My daughter, Marea Goodman, recently took an online workshop with my writing mentor, Laura Davis, and one of the prompts was to write a children’s story or fable about the coronavirus. I was so charmed by this short story, that I wanted to share it with you.  The lovely picture was drawn by my granddaughter, Amada Ruizquez.



Remembering —
A Coronavirus Fable

by Marea Goodman

Once upon a time, in the year 2020, a vast illness came over all the land, and everything stopped. It was as if Gods, Goddesses and the Spirits of Land and Sea pushed the pause button on the remote control of the world. Car stopped driving. Planes stopped flying. Meetings, everywhere, were canceled.
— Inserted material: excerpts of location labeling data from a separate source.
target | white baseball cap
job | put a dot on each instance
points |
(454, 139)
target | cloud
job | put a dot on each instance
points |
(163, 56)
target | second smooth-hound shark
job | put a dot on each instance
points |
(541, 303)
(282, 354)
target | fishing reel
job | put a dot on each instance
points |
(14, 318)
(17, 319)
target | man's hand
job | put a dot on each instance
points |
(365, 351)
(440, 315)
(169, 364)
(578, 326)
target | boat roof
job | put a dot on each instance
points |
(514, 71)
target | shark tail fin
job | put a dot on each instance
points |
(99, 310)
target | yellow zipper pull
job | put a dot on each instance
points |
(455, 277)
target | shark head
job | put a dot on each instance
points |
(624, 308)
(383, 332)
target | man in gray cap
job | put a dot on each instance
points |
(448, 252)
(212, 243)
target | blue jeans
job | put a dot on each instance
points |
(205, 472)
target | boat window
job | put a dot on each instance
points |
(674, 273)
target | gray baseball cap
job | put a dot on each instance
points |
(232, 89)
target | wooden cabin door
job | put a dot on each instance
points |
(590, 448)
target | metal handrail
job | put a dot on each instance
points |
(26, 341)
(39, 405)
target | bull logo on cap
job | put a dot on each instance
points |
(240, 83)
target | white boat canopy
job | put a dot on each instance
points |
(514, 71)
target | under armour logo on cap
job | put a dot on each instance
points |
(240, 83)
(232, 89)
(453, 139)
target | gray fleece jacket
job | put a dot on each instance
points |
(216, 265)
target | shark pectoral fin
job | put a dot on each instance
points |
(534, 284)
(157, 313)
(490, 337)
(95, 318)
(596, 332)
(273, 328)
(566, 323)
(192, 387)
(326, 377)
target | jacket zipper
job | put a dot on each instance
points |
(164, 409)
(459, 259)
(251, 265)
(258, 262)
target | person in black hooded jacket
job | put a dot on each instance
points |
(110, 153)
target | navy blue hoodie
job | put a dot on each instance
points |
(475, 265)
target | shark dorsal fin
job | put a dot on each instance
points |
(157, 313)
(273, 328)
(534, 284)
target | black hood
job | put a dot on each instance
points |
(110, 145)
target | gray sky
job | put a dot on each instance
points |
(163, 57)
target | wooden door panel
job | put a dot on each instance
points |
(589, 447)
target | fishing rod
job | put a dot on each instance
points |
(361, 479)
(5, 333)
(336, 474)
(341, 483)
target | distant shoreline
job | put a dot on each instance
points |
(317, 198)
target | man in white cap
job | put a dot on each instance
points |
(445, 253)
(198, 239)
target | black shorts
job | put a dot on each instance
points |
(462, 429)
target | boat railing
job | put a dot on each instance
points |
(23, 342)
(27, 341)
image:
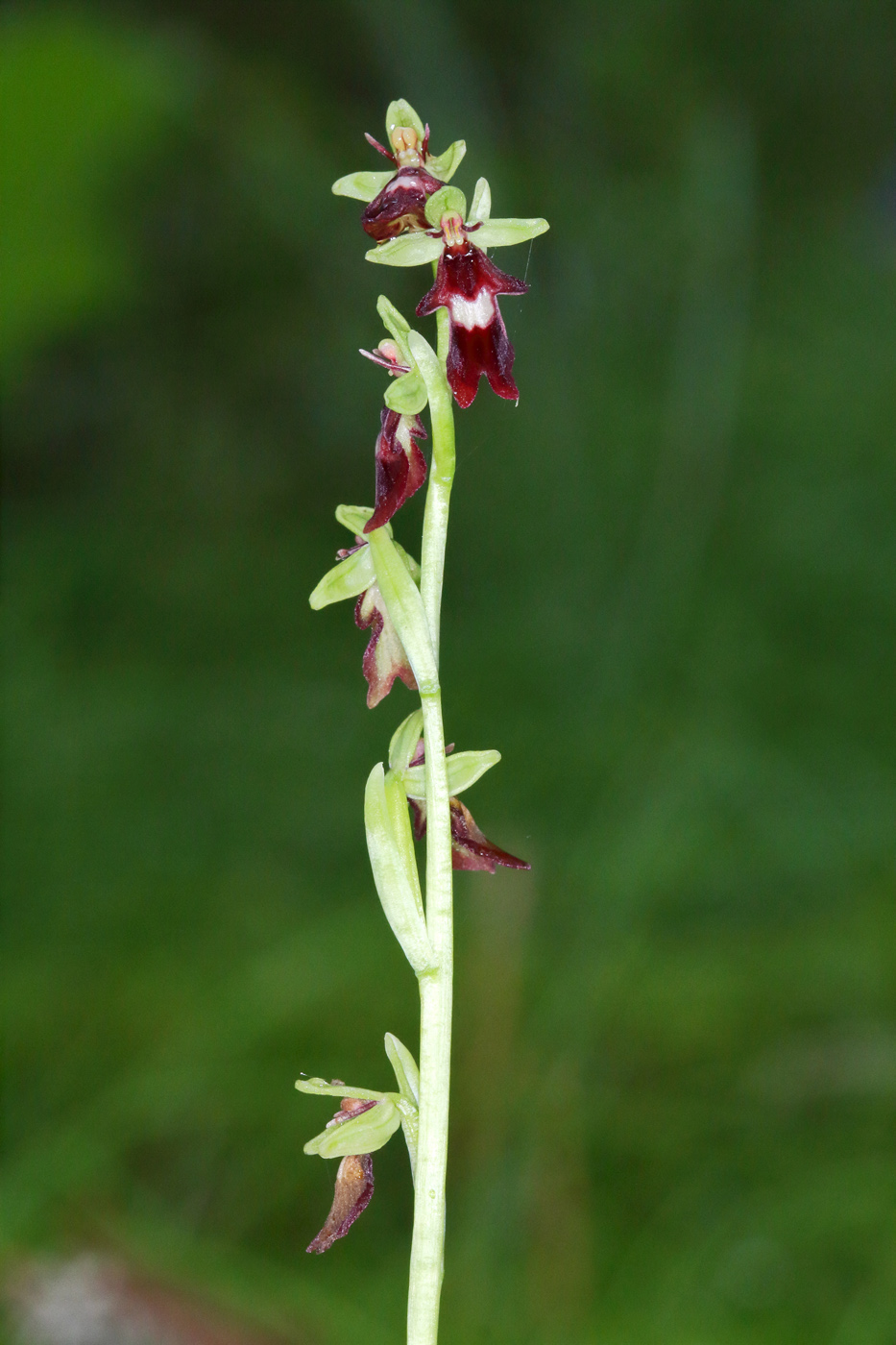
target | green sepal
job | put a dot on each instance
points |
(403, 742)
(400, 113)
(446, 165)
(446, 201)
(362, 185)
(505, 232)
(349, 578)
(321, 1088)
(354, 518)
(405, 1068)
(405, 608)
(480, 208)
(363, 1134)
(410, 249)
(406, 394)
(465, 769)
(395, 867)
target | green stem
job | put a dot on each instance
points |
(426, 1253)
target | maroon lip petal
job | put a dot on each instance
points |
(385, 658)
(401, 468)
(354, 1187)
(401, 205)
(466, 281)
(470, 849)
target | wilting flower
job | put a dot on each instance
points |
(470, 849)
(397, 199)
(354, 1184)
(401, 468)
(385, 658)
(467, 284)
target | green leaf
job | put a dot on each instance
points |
(395, 867)
(480, 208)
(505, 232)
(405, 1066)
(410, 249)
(362, 185)
(405, 607)
(446, 165)
(363, 1134)
(443, 202)
(400, 113)
(465, 769)
(321, 1088)
(349, 578)
(406, 394)
(403, 742)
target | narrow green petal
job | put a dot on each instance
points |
(400, 113)
(443, 202)
(503, 232)
(403, 742)
(346, 580)
(412, 249)
(480, 208)
(447, 164)
(362, 185)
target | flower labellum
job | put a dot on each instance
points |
(401, 468)
(467, 284)
(354, 1184)
(470, 849)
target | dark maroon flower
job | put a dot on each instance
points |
(470, 849)
(467, 284)
(385, 658)
(401, 468)
(401, 205)
(354, 1184)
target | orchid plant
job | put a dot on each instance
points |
(415, 219)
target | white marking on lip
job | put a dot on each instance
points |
(472, 312)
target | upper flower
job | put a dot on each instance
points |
(397, 199)
(467, 284)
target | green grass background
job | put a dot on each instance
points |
(670, 604)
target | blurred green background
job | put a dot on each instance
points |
(670, 604)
Humans, frightened and humbled, were told that they all must stay home or risk the wrath of the illness, the likes of which they had never been seen before.

With the world on pause, humans were perplexed.

“What do we do now?” they asked themselves, and each other, many times a day.

Then, one by one, city by city, country by country, humans began to remember.

They remembered a time when there was no pollution in the sky, and soil rich with earthworms surrounded their homes instead of concrete walkways and asphalt roads. They began to remember how beautiful it was to simply be together, not always rush around.

The Gods and Spirits were pleased. Because as wise, all-knowing beings, they knew that the long-term survival of all species on Earth depended on humans remembering.

For months they observed the people of the world gazing at their newborns, gardening, cooking, singing songs, sitting together, and rejoicing in their newfound love of life.

And once the Gods and Spirits were certain that enough humans had remembered to the point that they could never forget, they banished the illness to the darkest depths of the ocean.

Cautiously, with wonder and awe on their faces, humans began to leave their homes and create their lives anew. 

And the world was never the same again.